Figure 2 depicts EC50 value for single As(V) toxicity to L. octovalvis which was predicted between 40 and 60 mg kg-1 As(V). According to Kabata-Pendias and Pendias (2001), 100 ppm As (65 mg kg-1) is equally toxic to plants in sandy soil or light soil. Based on the observations, the higher the concentration of As(V), the greater the effect percentage and the faster wilting condition occurred. So, the next test (prolonged phytotoxicity test) of As(V) against L. octovalvis will be conducted on As(V) concentration range of 5 to 65 mg kg-1 As(V).
Figure 3 shows that As bioavailability in sand spiked with various As(V) concentrations significantly decreased during the range finding phytotoxicity test. Reductions of As(V) bioavailability in spiked sands were calculated as between 13.0±3.3 and 70.4±0.1%. The decreasing As(V) bioavailability in the spiked sand suggests the As(V) was taken up and accumulated by L. octovalvis.
The pH during the range finding phytotoxicity test was 5.45±0.01 to 7.00±0.02, this value were within still the range of pH (5-7.5) as mentioned in OECD (1984) (Fig. 4). Temperature ranging from 25.5±0.1-27.8±0.1°C showed the room temperature at tropical climate (Fig. 5).

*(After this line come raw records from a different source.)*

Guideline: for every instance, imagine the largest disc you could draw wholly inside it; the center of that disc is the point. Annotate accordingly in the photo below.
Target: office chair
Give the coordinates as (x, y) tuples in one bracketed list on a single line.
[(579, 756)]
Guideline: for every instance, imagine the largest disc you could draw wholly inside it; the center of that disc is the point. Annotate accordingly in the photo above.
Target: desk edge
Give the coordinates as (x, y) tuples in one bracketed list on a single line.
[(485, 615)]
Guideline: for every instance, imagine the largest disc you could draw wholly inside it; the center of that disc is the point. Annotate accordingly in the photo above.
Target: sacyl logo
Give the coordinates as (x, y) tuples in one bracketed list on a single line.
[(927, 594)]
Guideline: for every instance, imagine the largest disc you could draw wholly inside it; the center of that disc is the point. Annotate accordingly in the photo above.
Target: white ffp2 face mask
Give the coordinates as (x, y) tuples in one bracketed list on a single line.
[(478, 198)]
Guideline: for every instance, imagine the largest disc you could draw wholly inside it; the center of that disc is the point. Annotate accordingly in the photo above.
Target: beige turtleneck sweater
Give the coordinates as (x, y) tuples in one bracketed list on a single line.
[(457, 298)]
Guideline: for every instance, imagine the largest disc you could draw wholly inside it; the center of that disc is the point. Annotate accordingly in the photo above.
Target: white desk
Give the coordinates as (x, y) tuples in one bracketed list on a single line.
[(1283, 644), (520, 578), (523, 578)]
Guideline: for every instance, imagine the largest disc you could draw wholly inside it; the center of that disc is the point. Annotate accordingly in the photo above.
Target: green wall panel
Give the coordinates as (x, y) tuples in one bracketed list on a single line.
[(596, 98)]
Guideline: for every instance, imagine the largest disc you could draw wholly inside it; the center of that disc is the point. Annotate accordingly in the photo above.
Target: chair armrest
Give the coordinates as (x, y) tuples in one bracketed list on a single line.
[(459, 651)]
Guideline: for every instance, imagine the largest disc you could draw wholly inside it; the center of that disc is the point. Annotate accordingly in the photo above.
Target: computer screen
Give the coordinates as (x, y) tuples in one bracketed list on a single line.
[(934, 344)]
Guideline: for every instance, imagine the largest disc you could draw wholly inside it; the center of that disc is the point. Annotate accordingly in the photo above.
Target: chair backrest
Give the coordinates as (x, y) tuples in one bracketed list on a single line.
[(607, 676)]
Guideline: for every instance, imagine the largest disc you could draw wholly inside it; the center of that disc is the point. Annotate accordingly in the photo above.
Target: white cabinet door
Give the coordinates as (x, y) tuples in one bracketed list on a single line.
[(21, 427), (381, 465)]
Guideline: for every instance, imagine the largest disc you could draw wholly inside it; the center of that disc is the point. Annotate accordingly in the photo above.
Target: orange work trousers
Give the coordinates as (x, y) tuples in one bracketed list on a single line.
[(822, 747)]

| Fig. 2: | As(V) toxicity to Ludwigia octovalvis concentration-response curve |
| Fig. 3: | As bioavailability concentration in spiked sand, control 1 is without plant and control 2 with plant, both of them are without contaminant |
| Fig. 4: | Monitoring of pH in spiked sand during As(V) range finding phytotoxicity test |
| Fig. 5: | Monitoring of temperature in spiked sand during As(V) range finding phytotoxicity test |
CONCLUSIONS
The results showed that as the As(V) concentration increased in spiked sand, the wilting leaves and dried plant of L. octovalvis were also increased. This study demonstrated that L. octovalvis has the ability to survive up to the As(V) concentration of 40 mg kg-1 in the range finding phytotoxicity test. However, the plant did not survive at As(V) concentration of 60 and 80 mg kg-1. The effect concentration with 50% effect for single As(V) phytotoxicity to L. octovalvis was predicted between 40 and 60 mg kg-1. Reductions of As(V) bioavailability in spiked sands reached 13.0±3.3 to 70.4±0.1%. Hence, the future prolonged phytotoxicity test will be conducted on As(V) concentration of 5 to 65 mg kg-1.
ACKNOWLEDGMENTS
The authors would like to thank Tasik Chini Research, Universiti Kebangsaan Malaysia (UKM) and the Ministry of Higher Education, Malaysia of UKM-KK-03-FRGS 0119-2010 for funding this research and the Ministry of National Education of the Republic of Indonesia for funding the first author’s study.